Opini Pembaca

Benarkah Fanatisme Jadi Akar Kekerasan dalam Sepakbola?

Terjadi lagi jatuhnya korban jiwa supporter dalam dunia persepakbolaan Indonesia akibat pengeroyokan. Namun harus disadari sepakbola bukan akar kekerasan dalam masyarakat. Akar kekerasan justru tatanan masyarakat kelas itu sendiri. Termasuk tatanan masyarakat kapitalisme. Dua basis massa utama supporter sepakbola, selalu datang dari kelas buruh dan kaum miskin kota. Ini fakta. Sepakbola dalam bentuknya yang modern bangkit di Inggris seiring dengan kebangkitan industri dan kapitalisme. Tak bisa dipungkiri, mayoritas dari tim-tim sepakbola dengan supporter paling kuat dan keras selalu datang dari kota Industri bukan desa dan kota plesir/wisata. Oleh karena itu London, Manchester, Barcelona, Buenos Aires, Rio de Janeiro, Kolkata, Istanbul, Jakarta, Bandung, Malang, Surabaya–kota-kota yang punya industri besar yang menjadi sarang bagi klub-klub dengan supporter-supporter relatif paling kuat dan keras. Bukan Ibiza, Malé di Maladewa, atau Kabupaten Gianyar.
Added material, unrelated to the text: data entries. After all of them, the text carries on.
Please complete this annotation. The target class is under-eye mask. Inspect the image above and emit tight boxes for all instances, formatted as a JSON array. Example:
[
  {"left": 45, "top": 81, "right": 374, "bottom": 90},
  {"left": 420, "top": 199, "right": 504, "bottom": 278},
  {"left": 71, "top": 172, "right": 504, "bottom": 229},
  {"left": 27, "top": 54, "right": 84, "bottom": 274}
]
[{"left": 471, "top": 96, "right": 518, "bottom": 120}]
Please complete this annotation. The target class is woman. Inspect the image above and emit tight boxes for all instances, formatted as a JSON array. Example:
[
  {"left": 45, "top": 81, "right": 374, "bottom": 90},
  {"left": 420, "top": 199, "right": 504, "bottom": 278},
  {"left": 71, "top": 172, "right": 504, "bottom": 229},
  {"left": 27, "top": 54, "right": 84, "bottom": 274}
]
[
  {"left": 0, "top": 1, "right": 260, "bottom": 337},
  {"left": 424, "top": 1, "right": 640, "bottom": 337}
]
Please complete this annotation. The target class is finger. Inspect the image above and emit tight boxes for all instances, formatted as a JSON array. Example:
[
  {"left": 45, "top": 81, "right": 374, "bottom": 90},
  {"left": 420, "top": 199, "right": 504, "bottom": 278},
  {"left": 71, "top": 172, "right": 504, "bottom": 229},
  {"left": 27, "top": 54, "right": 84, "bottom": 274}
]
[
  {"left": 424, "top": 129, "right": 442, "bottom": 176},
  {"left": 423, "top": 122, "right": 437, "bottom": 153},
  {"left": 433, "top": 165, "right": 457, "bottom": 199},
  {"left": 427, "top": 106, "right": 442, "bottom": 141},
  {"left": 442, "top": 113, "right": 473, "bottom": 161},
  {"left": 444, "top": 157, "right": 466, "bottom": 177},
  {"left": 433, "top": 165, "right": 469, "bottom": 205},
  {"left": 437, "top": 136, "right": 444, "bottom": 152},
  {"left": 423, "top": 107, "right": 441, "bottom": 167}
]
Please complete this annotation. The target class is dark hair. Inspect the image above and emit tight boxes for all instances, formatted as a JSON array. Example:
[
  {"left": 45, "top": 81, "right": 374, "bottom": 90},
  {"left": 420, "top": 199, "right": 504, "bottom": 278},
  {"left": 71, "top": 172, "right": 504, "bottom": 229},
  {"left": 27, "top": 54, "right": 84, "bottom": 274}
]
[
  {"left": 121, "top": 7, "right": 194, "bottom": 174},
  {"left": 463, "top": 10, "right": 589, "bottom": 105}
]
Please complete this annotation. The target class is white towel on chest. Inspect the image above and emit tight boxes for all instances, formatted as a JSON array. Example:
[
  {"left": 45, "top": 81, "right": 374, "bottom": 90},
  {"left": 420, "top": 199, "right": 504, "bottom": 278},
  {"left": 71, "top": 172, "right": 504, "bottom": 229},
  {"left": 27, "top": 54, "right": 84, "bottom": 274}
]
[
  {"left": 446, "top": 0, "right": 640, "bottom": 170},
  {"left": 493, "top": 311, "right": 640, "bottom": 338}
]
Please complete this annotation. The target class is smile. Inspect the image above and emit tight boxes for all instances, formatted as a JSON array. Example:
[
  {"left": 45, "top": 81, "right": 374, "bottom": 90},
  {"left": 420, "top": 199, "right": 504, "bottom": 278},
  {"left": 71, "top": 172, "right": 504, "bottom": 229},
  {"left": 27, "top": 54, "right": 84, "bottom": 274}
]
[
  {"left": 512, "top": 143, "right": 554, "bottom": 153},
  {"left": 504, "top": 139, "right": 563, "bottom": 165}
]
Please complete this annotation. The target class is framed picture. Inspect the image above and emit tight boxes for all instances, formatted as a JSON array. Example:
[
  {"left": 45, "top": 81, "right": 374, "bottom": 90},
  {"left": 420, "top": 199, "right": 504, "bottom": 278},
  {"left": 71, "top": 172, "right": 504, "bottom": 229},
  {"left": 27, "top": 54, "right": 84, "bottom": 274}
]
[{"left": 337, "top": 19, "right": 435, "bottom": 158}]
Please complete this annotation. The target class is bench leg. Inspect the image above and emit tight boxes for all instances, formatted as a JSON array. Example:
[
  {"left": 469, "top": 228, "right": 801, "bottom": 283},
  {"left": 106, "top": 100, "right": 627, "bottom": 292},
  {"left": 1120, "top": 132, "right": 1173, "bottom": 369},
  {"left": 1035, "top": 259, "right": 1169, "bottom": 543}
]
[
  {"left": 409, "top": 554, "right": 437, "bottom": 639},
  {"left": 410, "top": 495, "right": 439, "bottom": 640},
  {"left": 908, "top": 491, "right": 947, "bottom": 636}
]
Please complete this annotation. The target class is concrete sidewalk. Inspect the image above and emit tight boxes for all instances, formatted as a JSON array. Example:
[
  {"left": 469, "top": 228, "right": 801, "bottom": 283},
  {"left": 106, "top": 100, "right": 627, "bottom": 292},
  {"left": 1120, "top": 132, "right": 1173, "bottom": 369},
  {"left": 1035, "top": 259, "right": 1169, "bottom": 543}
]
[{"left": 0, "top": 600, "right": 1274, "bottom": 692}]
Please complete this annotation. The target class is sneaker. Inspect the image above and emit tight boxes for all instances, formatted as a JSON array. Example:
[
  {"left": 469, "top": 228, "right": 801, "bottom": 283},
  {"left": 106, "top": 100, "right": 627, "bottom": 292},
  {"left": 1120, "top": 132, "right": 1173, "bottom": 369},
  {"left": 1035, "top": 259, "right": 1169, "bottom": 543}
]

Kedua basis massa utama suporter sepakbola demikian, yaitu kelas buruh dan kaum miskin kota, menghadapi kekerasan kapitalisme dari hari ke hari. Demi bertahan hidup, buruh harus menjual kerjanya kepada kapitalis. Demi memperkaya kapitalis, buruh harus bekerja lebih lama daripada nilai upahnya. Waktu istirahat buruh adalah waktu untuk memulihkan tenaga kerjanya agar bisa diperas lagi oleh kapitalis. Ia bekerja keras menghasilkan dagangan yang belum tentu bisa dibelinya sendiri. Bila ia memaksa memiliki diluar kemampuan dan kebolehan, ia akan menghadapi dua pilihan kekerasan: kekerasan kemiskinan makin akut atau kekerasan dari penegak hukum. Sisi lain, kaum miskin kota justru lebih dekat dengan kekerasan. Kaum kota hidup di tengah hukum jalanan. Mereka kasar karena hanya dengan kasar mereka bertahan hidup. Mereka keras karena selama ini mereka dikerasi oleh negara. Dari waktu ke waktu menjadi sasaran penggusuran, penangkapan, dan segala bentuk ‘penertiban’ sesuai standar kapitalisme.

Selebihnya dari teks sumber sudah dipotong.